My company, Snowbound Software is in the business of document viewing and conversion, so as you can imagine, the security of the content in documents accessed by our applications is of extreme importance to our many customers. And while this information needs to be secure, it also needs to be easily accessible to those who are authorized, a double-edged sword at times.
As I write this, I received an email from Health Data Management talking about two security breaches into healthcare database repositories, one via email login and the other via direct server breach. So what can be done to try and safeguard our personal and business information, and therefore protect ourselves (as best we can) against these types of attacks? Data encryption is one of the ‘keys’, if you’ll pardon the pun…
Data encryption refers to mathematical calculations and algorithms that are used to transform plain text into cipher text – unreadable to unauthorized parties. Each encryption system uses a ‘key’ (password) which is shared between the sender and the recipient. This key has the ability to encrypt and decrypt the data. A recipient of an encrypted message uses their ‘key’ to decode encrypted cipher text back into readable plain text.
Prior to the widespread use of the Internet, data encryption was seldom used by the general public, and was more of a military security and communications tool. The growth of online transactions such as banking and shopping has made people more aware of the need for data safeguards. Web browsers automatically encrypt text when making secure server connections (look for the https and padlock designations when shopping online) to thwart intruders.
Snowbound Software takes data security very seriously, as many of our clients are in the banking, legal, government, and healthcare industries – where the security and integrity of information is paramount. Snowbound strives to keep current with the latest advances in information technology, with the goal of adhering to advanced data encryption standards.
AES Encryption – the Latest Standard
Advanced Encryption Standard (AES) is the National Institute of Standards and Technology specification for the encryption of electronic data adopted by the US Government. AES was announced after a five-year standardization process in which fifteen competing designs were presented and evaluated before the winning design, called Rijndael, was approved.
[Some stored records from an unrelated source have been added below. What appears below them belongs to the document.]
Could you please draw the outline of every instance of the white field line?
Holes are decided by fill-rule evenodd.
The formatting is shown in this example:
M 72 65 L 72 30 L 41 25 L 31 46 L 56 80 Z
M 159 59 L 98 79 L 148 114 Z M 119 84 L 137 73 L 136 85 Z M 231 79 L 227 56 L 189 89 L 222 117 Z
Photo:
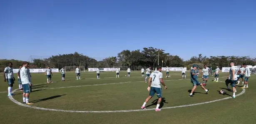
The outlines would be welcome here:
M 13 91 L 13 92 L 16 91 L 17 89 L 16 89 Z M 236 95 L 236 96 L 239 96 L 243 94 L 244 94 L 245 92 L 245 89 L 243 89 L 243 91 L 239 94 Z M 226 100 L 228 99 L 229 99 L 231 98 L 232 97 L 229 97 L 225 98 L 224 98 L 212 101 L 210 101 L 206 102 L 201 103 L 198 103 L 186 105 L 180 105 L 180 106 L 172 106 L 172 107 L 164 107 L 162 108 L 162 109 L 171 109 L 171 108 L 178 108 L 178 107 L 186 107 L 189 106 L 194 106 L 199 105 L 202 105 L 204 104 L 208 104 L 209 103 L 216 102 L 217 101 L 219 101 L 221 100 Z M 14 99 L 12 96 L 10 96 L 9 97 L 10 99 L 14 103 L 17 104 L 18 105 L 20 105 L 20 106 L 28 107 L 30 108 L 32 108 L 33 109 L 43 110 L 47 110 L 47 111 L 56 111 L 56 112 L 76 112 L 76 113 L 110 113 L 110 112 L 139 112 L 139 111 L 148 111 L 148 110 L 155 110 L 154 108 L 152 109 L 139 109 L 139 110 L 115 110 L 115 111 L 74 111 L 74 110 L 59 110 L 59 109 L 49 109 L 49 108 L 45 108 L 43 107 L 40 107 L 36 106 L 30 106 L 27 105 L 26 104 L 21 103 L 17 100 Z
M 220 77 L 220 77 L 226 77 L 226 76 Z M 109 77 L 109 78 L 114 78 L 114 77 Z M 114 78 L 115 78 L 116 77 L 114 77 Z M 97 78 L 89 78 L 89 79 L 96 79 Z M 178 81 L 178 80 L 188 80 L 188 79 L 190 79 L 189 78 L 189 79 L 186 79 L 168 80 L 164 80 L 164 81 Z M 60 81 L 55 81 L 55 82 L 60 82 Z M 77 87 L 81 87 L 81 86 L 98 86 L 98 85 L 108 85 L 108 84 L 115 84 L 124 83 L 133 83 L 133 82 L 145 82 L 145 81 L 133 81 L 133 82 L 126 82 L 115 83 L 104 83 L 104 84 L 93 84 L 93 85 L 81 85 L 81 86 L 68 86 L 68 87 L 61 87 L 47 88 L 35 89 L 33 90 L 33 91 L 47 90 L 47 89 L 57 89 L 57 88 L 63 88 Z M 42 83 L 38 83 L 38 84 L 35 84 L 33 86 L 36 86 L 37 85 L 42 84 Z M 16 92 L 23 92 L 23 91 L 17 91 Z M 7 92 L 6 92 L 6 91 L 0 92 L 0 93 L 7 93 Z

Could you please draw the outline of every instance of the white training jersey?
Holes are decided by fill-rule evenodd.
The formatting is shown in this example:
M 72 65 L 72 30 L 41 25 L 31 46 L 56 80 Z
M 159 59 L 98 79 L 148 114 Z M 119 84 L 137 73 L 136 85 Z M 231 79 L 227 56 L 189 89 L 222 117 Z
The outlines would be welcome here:
M 209 68 L 206 67 L 206 69 L 204 68 L 203 69 L 202 69 L 202 72 L 203 72 L 203 74 L 205 76 L 208 76 L 209 75 Z
M 250 76 L 250 69 L 248 67 L 245 68 L 245 76 Z
M 17 73 L 18 73 L 18 79 L 20 79 L 20 69 L 18 69 L 18 72 L 17 72 Z
M 117 69 L 117 70 L 116 71 L 116 72 L 117 73 L 119 73 L 119 69 Z
M 13 71 L 12 68 L 7 67 L 5 68 L 4 72 L 6 72 L 5 78 L 6 79 L 13 79 Z
M 181 73 L 186 73 L 186 69 L 185 68 L 183 68 L 181 70 Z
M 215 74 L 219 74 L 219 68 L 217 68 L 215 69 Z
M 76 69 L 76 73 L 80 73 L 80 69 L 78 68 Z
M 51 75 L 52 69 L 47 69 L 45 70 L 45 72 L 46 72 L 46 75 Z
M 146 69 L 146 74 L 150 74 L 151 73 L 151 70 L 149 68 Z
M 20 80 L 22 84 L 31 83 L 31 78 L 27 70 L 25 67 L 20 69 Z
M 237 67 L 236 66 L 232 66 L 229 68 L 229 79 L 232 80 L 233 79 L 233 72 L 232 70 L 235 70 L 235 77 L 234 77 L 234 80 L 237 80 Z
M 244 72 L 245 70 L 245 68 L 244 67 L 240 68 L 240 71 L 241 71 L 241 74 L 244 74 Z
M 63 68 L 62 68 L 60 70 L 60 72 L 61 72 L 62 74 L 65 74 L 65 69 Z
M 160 79 L 163 78 L 163 74 L 162 72 L 158 71 L 154 71 L 151 74 L 149 77 L 152 78 L 152 87 L 161 88 Z
M 128 68 L 128 69 L 127 69 L 127 72 L 131 72 L 131 69 Z
M 145 69 L 142 69 L 142 73 L 144 73 L 145 72 Z

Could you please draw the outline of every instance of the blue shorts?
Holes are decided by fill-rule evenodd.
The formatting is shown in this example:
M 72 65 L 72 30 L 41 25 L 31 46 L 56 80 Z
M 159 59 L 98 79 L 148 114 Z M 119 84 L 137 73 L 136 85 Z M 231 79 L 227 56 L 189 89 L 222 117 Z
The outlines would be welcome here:
M 19 83 L 19 84 L 21 84 L 21 80 L 20 79 L 18 79 L 18 83 Z
M 248 78 L 247 78 L 247 77 Z M 248 81 L 248 80 L 249 80 L 249 78 L 250 78 L 249 76 L 246 76 L 245 77 L 245 79 L 244 79 L 244 81 Z
M 229 83 L 230 83 L 230 86 L 232 86 L 232 87 L 234 87 L 236 86 L 236 82 L 237 81 L 237 80 L 229 80 L 229 79 L 227 79 L 226 80 L 225 82 L 226 83 L 226 84 L 228 84 Z
M 195 86 L 200 85 L 201 84 L 201 83 L 199 82 L 199 81 L 198 81 L 197 80 L 191 80 L 191 83 L 193 83 L 193 86 Z
M 23 93 L 30 93 L 30 87 L 29 84 L 22 84 L 22 86 L 23 88 Z
M 208 76 L 209 76 L 209 75 L 203 75 L 203 78 L 204 78 L 204 79 L 208 79 Z
M 153 96 L 155 93 L 157 93 L 157 97 L 162 97 L 162 88 L 152 86 L 149 91 L 149 96 Z
M 12 86 L 14 83 L 14 79 L 6 79 L 7 82 L 8 83 L 8 85 L 9 86 Z

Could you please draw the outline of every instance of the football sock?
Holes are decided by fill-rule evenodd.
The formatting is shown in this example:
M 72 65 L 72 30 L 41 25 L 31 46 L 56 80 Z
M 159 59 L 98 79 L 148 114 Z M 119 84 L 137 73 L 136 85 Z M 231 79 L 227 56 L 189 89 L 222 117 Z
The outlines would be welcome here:
M 146 104 L 147 104 L 147 103 L 144 102 L 144 103 L 143 103 L 143 105 L 142 105 L 142 106 L 145 107 L 145 105 L 146 105 Z

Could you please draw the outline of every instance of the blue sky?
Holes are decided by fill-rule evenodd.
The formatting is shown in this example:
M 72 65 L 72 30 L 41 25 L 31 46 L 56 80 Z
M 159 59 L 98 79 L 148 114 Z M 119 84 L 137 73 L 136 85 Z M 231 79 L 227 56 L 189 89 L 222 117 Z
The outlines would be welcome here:
M 76 51 L 99 58 L 151 46 L 185 60 L 255 57 L 256 6 L 252 0 L 2 1 L 0 59 Z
AES replaces the once commonly used, and now outdated and insecure, Data Encryption Standard (DES) developed in the seventies.
AES algorithm uses one of three ciphers strengths, a 128-, 192- and 256-bit encryption key (password), but can be configured to any multiple of 32 bits with a minimum size of 128 bits. Increasing the key size not only offers a larger number of bits which may be used to encrypt the data, but also increases the complexity of the cipher algorithm – for added security.
Clients of Snowbound Software realize the benefits of AES data security through the ability to decrypt and view secure PDF/AES files through our Java and Windows viewing applications and toolkits. Our off-the-shelf software offerings provide most commonly needed functionality, while our flexible software development toolkits (SDKs) give software developers the tools they need to create a tailored solution – for the best integration with other systems, and the ability to build in customized functionality that may more directly meet the needs of the enterprise.